This repository contains all the tools used in my master's thesis Prompt Engineering & In-Context Learning: Text Generation Transformers for Aspect-Based Sentiment Analysis.
requirements.txt
contains the Python package requirements needed to run the code in this repository.
datasets/
contains custom loading scripts as well as raw data, for the SemEval 2014 Task 4, Semeval 2015 Task 12 and SemEval 2016 Task 5 datasets, which were originally provided in XML format.
All these datasets were explored during the project, but the scope of the experiment was reduced to the restaurants 2015 and 2016 datasets since these had the most complete set of annotations.
We tried to preserve as much as possible the original tree structure of some of the data, in order to explore the original SemEval tasks as they were defined. This was not leveraged in the final experiment setting, but it was explored earlier in the project.
The data was made available to the public through the HuggingFace Hub and can be previewed here:
- https://huggingface.co/datasets/alexcadillon/SemEval2014Task4
- https://huggingface.co/datasets/alexcadillon/SemEval2015Task12
- https://huggingface.co/datasets/alexcadillon/SemEval2016Task5
data_inference_tools.py
contains all the tools specifically built to run experiments on the available datasets.
DatasetInferenceHandler
classes handle the inference pipeline from start to end: prompt generation, Vicuna calls through the HuggingFace Inference API, and output post-processing.
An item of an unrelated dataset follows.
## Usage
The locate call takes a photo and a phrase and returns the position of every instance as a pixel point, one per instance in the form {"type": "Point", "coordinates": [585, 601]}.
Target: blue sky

Metrics are also defined.
The DatasetAnalyzer
class handles asynchronous inference and computes metrics on a dataset level.
For ease of use, prompt_structures.json
and validation_schemas.json
were created to easily change the pipeline properties that are dataset dependent.
parameter_tuning.ipynb
contains the process that was followed to select inference parameters, using the data inference tools.
The results and the figures presented in the thesis appendix are stored in parameter_tuning/
.
The experiments presented in the Results section in the thesis are run in model_testing.ipynb
, using the data inference tools.
The results are stored in model_testing/
, with some additional metadata, to be able to identifying each experiment's settings.